Control, in its most general definition, refers to a set of mechanisms used to influence, direct, or restrict people, organisms, processes, systems, motions, and behaviors. It can also refer to tools employed to enforce such mechanisms. On a fundamental level, this general definition is already political as it pertains to ways in which power informs modes of functioning in accordance with what are inevitably social, cultural, and economic conditions and norms. A first starting point of the SLSAeu conference in Stockholm in 2016 is the underlining of this inevitably political dimension of control.

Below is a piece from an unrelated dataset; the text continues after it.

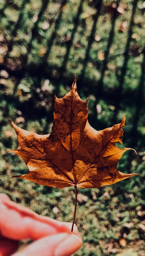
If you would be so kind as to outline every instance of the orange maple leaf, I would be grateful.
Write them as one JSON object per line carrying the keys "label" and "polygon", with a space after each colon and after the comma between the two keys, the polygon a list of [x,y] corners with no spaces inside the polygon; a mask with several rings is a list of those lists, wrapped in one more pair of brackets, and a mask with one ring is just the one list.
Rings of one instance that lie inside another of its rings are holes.
{"label": "orange maple leaf", "polygon": [[11,121],[19,143],[16,151],[11,151],[21,157],[30,171],[13,177],[58,189],[92,188],[139,175],[116,168],[120,158],[131,149],[115,145],[117,141],[122,144],[125,117],[120,124],[98,131],[90,125],[88,115],[88,99],[80,98],[75,79],[68,93],[62,99],[55,97],[50,134],[26,131]]}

While control in its most general sense is an inevitable part of group mechanics, and while the birth of biopolitics at the “threshold of modernity” made politics itself a matter of controlling and modifying life processes, it seems evident that a whole string of developments over the last few decades have given birth to new modes of control. For example, ways of influencing, directing, and restricting human and nonhuman animals, organisms, processes, systems, motions, and behaviors change alongside developments in technology and science, in modes of production, in the globalization of neoliberal capitalism, and in geopolitical and postcolonial processes. A second starting point of this conference is an interest in these changing modes of political control.

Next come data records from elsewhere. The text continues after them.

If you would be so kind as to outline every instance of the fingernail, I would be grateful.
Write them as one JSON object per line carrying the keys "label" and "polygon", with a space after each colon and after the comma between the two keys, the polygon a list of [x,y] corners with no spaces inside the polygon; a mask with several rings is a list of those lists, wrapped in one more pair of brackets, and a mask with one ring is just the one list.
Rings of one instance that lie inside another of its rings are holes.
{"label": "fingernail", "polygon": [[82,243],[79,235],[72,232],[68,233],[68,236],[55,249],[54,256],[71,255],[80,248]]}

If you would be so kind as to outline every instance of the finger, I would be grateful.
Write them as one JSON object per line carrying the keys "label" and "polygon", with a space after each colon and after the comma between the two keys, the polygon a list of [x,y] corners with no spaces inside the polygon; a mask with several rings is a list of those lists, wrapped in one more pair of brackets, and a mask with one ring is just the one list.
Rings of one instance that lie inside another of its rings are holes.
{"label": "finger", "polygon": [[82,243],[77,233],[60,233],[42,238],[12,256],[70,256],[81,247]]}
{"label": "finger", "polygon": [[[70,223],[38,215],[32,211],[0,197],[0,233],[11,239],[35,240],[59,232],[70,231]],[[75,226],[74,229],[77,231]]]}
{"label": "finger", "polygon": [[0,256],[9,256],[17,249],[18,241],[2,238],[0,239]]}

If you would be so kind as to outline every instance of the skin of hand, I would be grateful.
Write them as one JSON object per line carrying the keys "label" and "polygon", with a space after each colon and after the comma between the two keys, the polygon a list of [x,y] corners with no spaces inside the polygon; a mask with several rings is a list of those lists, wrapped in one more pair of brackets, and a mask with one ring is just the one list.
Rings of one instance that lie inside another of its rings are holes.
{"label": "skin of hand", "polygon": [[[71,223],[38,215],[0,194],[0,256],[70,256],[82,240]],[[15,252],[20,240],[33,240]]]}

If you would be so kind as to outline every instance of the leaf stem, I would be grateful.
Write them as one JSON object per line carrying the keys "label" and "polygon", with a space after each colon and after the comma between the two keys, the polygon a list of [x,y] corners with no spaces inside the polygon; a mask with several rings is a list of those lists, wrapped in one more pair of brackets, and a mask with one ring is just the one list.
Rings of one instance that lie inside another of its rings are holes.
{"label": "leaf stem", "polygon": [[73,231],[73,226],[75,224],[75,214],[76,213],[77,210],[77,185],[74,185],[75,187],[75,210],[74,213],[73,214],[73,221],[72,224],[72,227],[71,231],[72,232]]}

Since contemporary modes of control make it possible to influence all levels and forms of life, the spectrum under discussion reaches from laboratories experimenting with stem cells and live tissue, to media representations of war and climate change, to enactments and discourses of security, to the policing of borders and migration, to mention a very few. A third starting point of the conference is, therefore, a concern with the necessity of exploring political control across a wide range of instantiations.
Literature, science, and the arts offer many different perspectives on control. Their representations, experimentations, and expressions constitute examples of as well as challenges to various mechanisms of control. A fourth starting point of the conference, then, is the intimate relation between culture and control and the eagerness to explore the role of various modes of expression in what some now call control society.
In short, then, SLSAeu in Stockholm in 2016 explores developments in political control from a number of different perspectives by investigating the role of literature, science, and the arts in control society. Papers will be organised in accordance with a select number of streams.